Pergunjingan demi pergunjingan dan desas-desus semakin banyak beredar. Namun, tak seorang pun yang bisa menyalahkan atau membenarkan berita-berita yang beredar tersebut. Aku dan warga desa Rembulan lainnya terlampau lelah untuk sekadar memikirkannya.

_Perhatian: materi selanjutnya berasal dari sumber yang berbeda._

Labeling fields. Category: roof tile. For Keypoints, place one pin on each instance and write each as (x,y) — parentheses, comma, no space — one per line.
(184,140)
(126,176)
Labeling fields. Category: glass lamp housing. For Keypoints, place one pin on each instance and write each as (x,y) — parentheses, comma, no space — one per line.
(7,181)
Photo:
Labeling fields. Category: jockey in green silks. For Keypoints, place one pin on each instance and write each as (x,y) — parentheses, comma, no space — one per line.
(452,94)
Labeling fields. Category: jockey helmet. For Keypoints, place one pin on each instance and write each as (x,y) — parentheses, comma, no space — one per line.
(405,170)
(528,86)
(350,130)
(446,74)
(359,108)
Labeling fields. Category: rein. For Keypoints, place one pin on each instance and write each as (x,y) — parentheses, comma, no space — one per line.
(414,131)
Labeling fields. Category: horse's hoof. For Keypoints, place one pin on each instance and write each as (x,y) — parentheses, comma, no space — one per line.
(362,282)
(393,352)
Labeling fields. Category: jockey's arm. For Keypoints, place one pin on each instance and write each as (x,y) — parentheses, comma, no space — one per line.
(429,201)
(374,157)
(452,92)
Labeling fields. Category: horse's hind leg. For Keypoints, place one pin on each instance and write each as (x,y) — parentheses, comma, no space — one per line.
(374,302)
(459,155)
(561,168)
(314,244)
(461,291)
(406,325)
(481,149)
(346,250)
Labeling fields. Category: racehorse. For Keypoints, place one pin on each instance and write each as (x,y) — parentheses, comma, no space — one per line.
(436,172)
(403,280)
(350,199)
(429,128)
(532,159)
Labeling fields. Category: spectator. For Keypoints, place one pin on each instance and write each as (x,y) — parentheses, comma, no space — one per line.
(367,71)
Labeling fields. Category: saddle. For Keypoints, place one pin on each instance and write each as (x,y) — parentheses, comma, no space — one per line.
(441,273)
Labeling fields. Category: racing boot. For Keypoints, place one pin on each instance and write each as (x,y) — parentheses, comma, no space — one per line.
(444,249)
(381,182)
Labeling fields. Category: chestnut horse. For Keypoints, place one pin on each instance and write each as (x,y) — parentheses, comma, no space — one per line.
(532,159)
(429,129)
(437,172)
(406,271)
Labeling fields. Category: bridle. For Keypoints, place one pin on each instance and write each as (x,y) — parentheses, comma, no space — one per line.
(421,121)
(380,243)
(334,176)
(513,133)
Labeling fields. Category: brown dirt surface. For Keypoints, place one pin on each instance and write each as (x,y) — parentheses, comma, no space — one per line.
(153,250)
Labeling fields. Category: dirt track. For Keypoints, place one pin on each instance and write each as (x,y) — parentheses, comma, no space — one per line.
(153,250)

Orang-orang dari Selatan tinggal di area terbuka tanpa penghuni. Mereka mendirikan tenda-tenda sederhana dari plastik. Orang-orang ini membawa bekal berbentuk kaleng-kaleng yang terlihat lusuh. Beberapa dari mereka terlihat menyimpan kepingan emas, yang mereka tukar dengan makanan dan pakaian dari penduduk desa Rembulan. Di desa Rembulan, umbi-umbian ada dalam jumlah cukup banyak. Seseorang yang mau makan umbi-umbian selama satu tahun, niscaya tidak kelaparan. Namun, sayang banyak dari mereka yang menghabiskan uang mereka untuk membeli mi instan. Akhirnya ada sebagian dari mereka yang menahan lapar sampai masa panen tiba.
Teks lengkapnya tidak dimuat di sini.